Among the more positive reviewers was Dagens Industris Jan Gradvall. He commented that Karlsson had "honed her artistry to perfection", and compared her to the 1960s troubadours Fred Åkerström and Cornelis Vreeswijk. Norrans reviewer Olle Lundqvist felt that she was "one of the new millennium's musical exclamation marks", and predicted that audiences would continue to be excited by Karlsson's work. In his view, the singing and the interpretations of the songs were "straight, yet personal". He found "nothing ingratiating, but plenty of individuality and integrity. This is song with style and soul." Sundsvalls Tidnings reviewer Per-Roger Carlsson wrote that the album was more varied than Svarta ballader, but that Karlsson "lives on her expression and is firmly rooted in song. No experiment and improvisation, but with song tradition as her fixed point." He called the album "Fine vocal art from a great vocal artist."

Svenska Dagbladets reviewer Ingrid Strömdahl noted the choice of two poems by Baudelaire, in particular as translated by Dan Andersson, and their settings by Sofie Livebrant. She found the version of Taube's brig Bluebird "heart-stopping". She noted that the songs were diverse, from Bellman to Wiehe, but felt that they were sung "sensitively and with lovely ornamentation to the varied orchestration." Östgöta Correspondenten found the performances "absolutely perfect", commenting that "the piano and the wind instruments are unbalanced so that it is not only beautiful, but a touch bitter, too."

== Awards ==

Visor från vinden has won several prizes.

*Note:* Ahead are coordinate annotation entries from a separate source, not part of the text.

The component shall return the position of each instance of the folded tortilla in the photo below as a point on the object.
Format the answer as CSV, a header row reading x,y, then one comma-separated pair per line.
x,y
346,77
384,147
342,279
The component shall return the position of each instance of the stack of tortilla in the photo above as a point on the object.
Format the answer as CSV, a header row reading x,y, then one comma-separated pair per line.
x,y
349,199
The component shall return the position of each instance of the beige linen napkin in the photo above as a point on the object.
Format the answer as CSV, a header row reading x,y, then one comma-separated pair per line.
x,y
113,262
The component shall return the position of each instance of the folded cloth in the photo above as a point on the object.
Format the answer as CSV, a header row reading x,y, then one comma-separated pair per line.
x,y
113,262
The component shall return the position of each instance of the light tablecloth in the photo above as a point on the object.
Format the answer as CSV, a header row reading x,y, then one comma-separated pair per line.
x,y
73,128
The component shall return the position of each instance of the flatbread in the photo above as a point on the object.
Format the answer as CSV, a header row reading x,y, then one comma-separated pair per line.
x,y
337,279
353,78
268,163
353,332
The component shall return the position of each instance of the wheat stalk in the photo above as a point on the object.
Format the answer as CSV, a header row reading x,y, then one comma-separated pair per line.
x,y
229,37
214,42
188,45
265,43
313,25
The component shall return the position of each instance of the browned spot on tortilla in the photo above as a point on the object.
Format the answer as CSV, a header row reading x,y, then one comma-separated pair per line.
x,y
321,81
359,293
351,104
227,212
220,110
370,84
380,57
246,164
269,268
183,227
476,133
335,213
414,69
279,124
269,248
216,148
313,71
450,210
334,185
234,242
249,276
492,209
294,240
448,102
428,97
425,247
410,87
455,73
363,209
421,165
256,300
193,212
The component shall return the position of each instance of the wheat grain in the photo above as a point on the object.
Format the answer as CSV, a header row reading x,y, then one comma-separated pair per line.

In 2008, Karlsson received the Swedish Grammis in the category "folk music/song", and the Danish Music Award in the category "Best foreign albums". In the Manifestgalan the same year, Visor från vinden won the prize in the category "Folk music/song". The jury called it a "folk song so intensely present that everything seems born in the moment" with "a musicality both rooted in folk music tradition and timelessly modern."

==Charts==
Visor från vinden reached second on the Swedish album chart, Karlsson's best list placement, shared by her 2014 album Regnet faller utan oss. The album stayed in the chart for 37 weeks (April 2007-March 2008).